After his imprisonments, al-Kidd was released upon the surrender of his passport. He now teaches in Saudi Arabia, and no actual evidence was obtained from him in regard to terrorism prosecutions. Two penal institutions were sued by al-Kidd, and settlements were made out of court. What remains today is the American Civil Liberties Union (ACLU) lawsuit currently before the Supreme Court, which claims that al-Kidd was a victim of former Attorney General John Ashcroft, who “authorized the detention of criminal suspects without probable cause by misusing the material witness statue” (ACLU).
This case of discretionary judgment as exercised by the officer who mandated the warrant on al-Kidd is clearly born from the climate of intense fear prevalent in the years immediately following 9/11. Anyone who had Middle Eastern connections or a Middle Eastern background was suspect, and it appears that the federal government acted on the national fear of terrorism to interpret the law loosely. Strictly speaking, there seems to have been no legitimate reason for detaining al-Kidd: “He was never implicated in wrongdoing, but was interviewed repeatedly and voluntarily by the FBI. He was never told his testimony would be needed in any prosecution, nor was he forbidden to leave the country” (Mears, 2011, CNN).
Evidently, the officers who issued the warrant for al-Kidd’s restraint had decided that his overt ties to the Saudi community from within the U.S. were sufficient to hold him. Despite his having no actual link to any terrorist activity, al-Kidd’s chosen religious and ethnic identity rendered him suspect, and his arrest is an instance of simple profiling.
In approaching the Supreme Court, the ACLU is holding to one basic argument: “The Fourth Amendment prohibits the arrest of criminal suspects without probable cause…” (ACLU). This is certainly true, but it overlooks the open parameters of the material witness statutes, for they historically rely wholly on discretion to begin with. All that is necessary to secure an individual as a material witness is a reasonable belief that he or she can provide valuable information, and may as well be likely to flee either the jurisdiction or the country, and this merely rests on the law’s ability to affirm what is reasonable suspicion to an issuing judge.
Then, as noted, the post-9/11 atmosphere allowed for a great deal of liberality in interpreting even so discretionary a statute: “Material witness detention…became a useful surrogate because some of the protections that surround criminal defendants are not available to the material witness who has been detained” (Margulies, 2005, p. 42). No formal charge need be filed to arrest a material witness, and the detainment itself is completely determined by the presiding officers’ and judges’ consideration. It has been strongly alleged that Bush administration, which is the focus of the ACLU lawsuit on behalf of al-Kidd, took advantage of national fears to flagrantly violate basic civil rights.
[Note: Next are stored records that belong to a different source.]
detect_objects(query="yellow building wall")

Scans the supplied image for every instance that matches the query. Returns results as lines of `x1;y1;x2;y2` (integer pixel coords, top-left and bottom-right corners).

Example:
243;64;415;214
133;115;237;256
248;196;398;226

The discretionary decision to arrest al-Kidd was a poorly determined one, as it was based on no actual evidence of either terrorist activity or knowledge of such. This was an abuse of legal authority, and not even the widespread dread of terrorism occasioned by 9/11 can excuse what was, essentially, an illegal police action. Moreover, such ill-advised actions greatly harm the validity of the material witness statutes as they exist.